Scripture speaks of a sin of these angels. This “fall” consists in the free choice of these created spirits, who radically and irrevocably rejected God and his reign.

In short, demons are not myths but realities preached by Jesus Christ, the apostles and a host of saints down the ages.

Some complain that the devil is a cop-out for human evil and an attempt to exonerate us of all responsibility for our sins. But this is a straw man that is directly contradicted by Tradition. Why the constant call to repentance if we have no responsibility for sin?

Others complain that the devil has been elevated to the equal and opposite of God.
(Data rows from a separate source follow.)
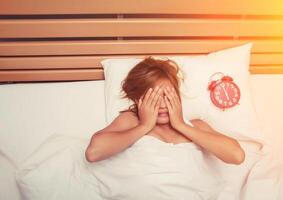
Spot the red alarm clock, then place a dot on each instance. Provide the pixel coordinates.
(224, 93)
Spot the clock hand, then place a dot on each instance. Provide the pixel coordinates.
(226, 94)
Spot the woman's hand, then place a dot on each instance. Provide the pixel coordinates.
(148, 107)
(174, 106)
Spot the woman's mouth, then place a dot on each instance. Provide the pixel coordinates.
(165, 114)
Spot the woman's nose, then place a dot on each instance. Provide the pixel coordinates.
(162, 104)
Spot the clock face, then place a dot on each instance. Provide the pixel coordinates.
(226, 94)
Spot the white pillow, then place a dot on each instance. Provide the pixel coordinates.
(58, 170)
(240, 121)
(31, 112)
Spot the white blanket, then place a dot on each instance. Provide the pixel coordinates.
(154, 170)
(149, 170)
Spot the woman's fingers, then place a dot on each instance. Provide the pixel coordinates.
(170, 96)
(158, 103)
(154, 98)
(177, 99)
(147, 95)
(168, 104)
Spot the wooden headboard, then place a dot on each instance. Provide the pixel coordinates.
(66, 40)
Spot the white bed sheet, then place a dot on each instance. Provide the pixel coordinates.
(79, 111)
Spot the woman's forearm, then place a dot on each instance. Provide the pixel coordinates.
(103, 145)
(225, 148)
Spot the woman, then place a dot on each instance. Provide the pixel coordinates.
(154, 87)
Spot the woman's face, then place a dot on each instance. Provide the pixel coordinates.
(163, 115)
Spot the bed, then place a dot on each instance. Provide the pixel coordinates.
(52, 79)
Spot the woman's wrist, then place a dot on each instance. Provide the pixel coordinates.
(185, 129)
(144, 128)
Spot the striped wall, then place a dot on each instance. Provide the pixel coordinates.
(66, 40)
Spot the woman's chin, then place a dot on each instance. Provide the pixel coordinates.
(162, 120)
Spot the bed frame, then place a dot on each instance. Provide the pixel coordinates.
(66, 40)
This may well be true for many individual Christians, but it is emphatically not true of the Church’s teaching.

Tradition insists that a devil is a mere creature: a non-corporeal angelic spirit that radically has perverted all its gifts of power, intelligence and will in a single, fixed choice to reject God (and all the good things he has made, including us) and, as it were, “assert its nothingness” in a nihilistic war on existence.

Some speak of demons as “pure evil.” But insofar as they are his creatures, God maintains a sort of beachhead in their natures. So demons retain the goods of existence, intelligence, will and power that God gave them, albeit radically perverted in rebellion against him. If they were “pure” evil they would cease to exist, since existence is a good.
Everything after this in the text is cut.